You can see dangling commits with git log -g
.
-g, --walk-reflogs
Instead of walking the commit ancestry chain, walk reflog entries from
the most recent one to older ones.
So you could do this to find a particular string in a commit message that is dangling:
git log -g --grep=search_for_this
Alternatively, if you want to search the changes for a particular string, you could use the pickaxe search option, "-S":
git log -g -Ssearch_for_this
# this also works but may be slower, it only shows text-added results
git grep search_for_this $(git log -g --pretty=format:%h)
Git 1.7.4 will add the -G option, allowing you to pass -G<regexp> to find when a line containing <regexp> was moved, which -S cannot do. -S will only tell you when the total number of lines containing the string changed (i.e. adding/removing the string).
Finally, you could use gitk to visualise the dangling commits with:
gitk --all $(git log -g --pretty=format:%h)
And then use its search features to look for the misplaced file. All these work assuming the missing commit has not "expired" and been garbage collected, which may happen if it is dangling for 30 days and you expire reflogs or run a command that expires them.
In Mercurial you use hg log --keyword
to search for keywords in the commit messages and hg log --user
to search for a particular user. See hg help log
for other ways to limit the log.
In addition to richq answer of using git log -g --grep=<regexp>
or git grep -e <regexp> $(git log -g --pretty=format:%h)
: take a look at the following blog posts by Junio C Hamano, current git maintainer
- Fun with "git log --grep"
- Fun with "git grep"
Summary
Both git grep and git log --grep are line oriented, in that they look for lines that match specified pattern.
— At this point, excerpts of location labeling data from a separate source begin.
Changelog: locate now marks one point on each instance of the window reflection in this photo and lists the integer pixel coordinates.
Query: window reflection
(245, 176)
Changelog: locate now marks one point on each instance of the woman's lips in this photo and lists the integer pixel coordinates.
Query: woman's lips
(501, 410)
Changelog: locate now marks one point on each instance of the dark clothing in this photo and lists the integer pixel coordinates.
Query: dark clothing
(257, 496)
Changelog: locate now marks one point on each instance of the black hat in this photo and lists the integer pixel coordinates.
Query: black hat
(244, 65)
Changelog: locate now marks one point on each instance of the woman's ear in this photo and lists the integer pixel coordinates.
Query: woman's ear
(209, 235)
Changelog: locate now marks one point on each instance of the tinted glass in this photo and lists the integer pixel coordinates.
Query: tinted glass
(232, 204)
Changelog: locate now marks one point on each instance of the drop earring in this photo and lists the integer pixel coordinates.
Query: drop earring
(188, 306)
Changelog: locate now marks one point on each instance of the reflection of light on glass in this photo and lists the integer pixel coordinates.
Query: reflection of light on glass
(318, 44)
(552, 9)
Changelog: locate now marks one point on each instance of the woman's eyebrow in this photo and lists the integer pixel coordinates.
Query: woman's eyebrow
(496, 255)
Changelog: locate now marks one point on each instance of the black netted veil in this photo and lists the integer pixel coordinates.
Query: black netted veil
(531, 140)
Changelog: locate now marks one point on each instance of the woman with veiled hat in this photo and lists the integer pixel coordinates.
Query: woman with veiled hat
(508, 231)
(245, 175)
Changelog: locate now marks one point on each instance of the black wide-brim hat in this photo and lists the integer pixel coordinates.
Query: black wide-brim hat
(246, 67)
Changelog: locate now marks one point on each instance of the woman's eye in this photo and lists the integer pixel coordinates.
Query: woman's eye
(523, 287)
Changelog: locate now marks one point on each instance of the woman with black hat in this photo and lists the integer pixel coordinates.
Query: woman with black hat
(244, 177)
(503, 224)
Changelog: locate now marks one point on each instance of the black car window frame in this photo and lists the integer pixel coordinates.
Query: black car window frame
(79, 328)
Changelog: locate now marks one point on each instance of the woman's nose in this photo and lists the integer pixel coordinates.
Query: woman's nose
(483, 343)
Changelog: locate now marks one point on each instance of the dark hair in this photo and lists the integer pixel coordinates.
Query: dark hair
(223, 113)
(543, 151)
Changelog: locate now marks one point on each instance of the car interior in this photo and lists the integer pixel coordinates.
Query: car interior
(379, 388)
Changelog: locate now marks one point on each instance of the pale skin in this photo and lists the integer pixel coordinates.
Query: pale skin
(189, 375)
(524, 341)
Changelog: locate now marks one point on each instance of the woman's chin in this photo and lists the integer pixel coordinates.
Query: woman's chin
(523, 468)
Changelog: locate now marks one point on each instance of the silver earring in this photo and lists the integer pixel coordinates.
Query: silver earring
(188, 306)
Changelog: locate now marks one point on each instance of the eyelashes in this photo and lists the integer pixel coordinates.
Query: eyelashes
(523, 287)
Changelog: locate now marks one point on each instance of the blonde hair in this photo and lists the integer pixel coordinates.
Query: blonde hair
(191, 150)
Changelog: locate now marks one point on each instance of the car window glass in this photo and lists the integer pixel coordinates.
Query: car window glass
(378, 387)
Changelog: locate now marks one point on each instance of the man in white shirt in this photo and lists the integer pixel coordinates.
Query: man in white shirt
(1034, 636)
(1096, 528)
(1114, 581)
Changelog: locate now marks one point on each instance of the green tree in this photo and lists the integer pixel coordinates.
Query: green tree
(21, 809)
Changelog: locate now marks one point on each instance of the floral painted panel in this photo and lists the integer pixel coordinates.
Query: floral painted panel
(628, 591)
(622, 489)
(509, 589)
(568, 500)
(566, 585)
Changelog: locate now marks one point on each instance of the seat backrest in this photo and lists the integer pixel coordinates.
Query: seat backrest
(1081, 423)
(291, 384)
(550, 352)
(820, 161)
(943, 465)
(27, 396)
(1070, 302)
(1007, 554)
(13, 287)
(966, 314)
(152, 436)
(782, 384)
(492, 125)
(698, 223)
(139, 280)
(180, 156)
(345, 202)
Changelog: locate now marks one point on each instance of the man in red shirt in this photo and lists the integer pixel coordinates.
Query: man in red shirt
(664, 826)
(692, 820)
You can use git log --grep=<foo> --grep=<bar>
(or git log --author=<foo> --grep=<bar>
that internally translates to two --grep
) to find commits that match either of patterns (implicit OR semantic).
Because of being line-oriented, the useful AND semantic is to use git log --all-match --grep=<foo> --grep=<bar>
to find commit that has both line matching first and line matching second somewhere.
With git grep
you can combine multiple patterns (all which must use the -e <regexp>
form) with --or
(which is the default), --and
, --not
, (
and )
. For grep --all-match
means that file must have lines that match each of alternatives.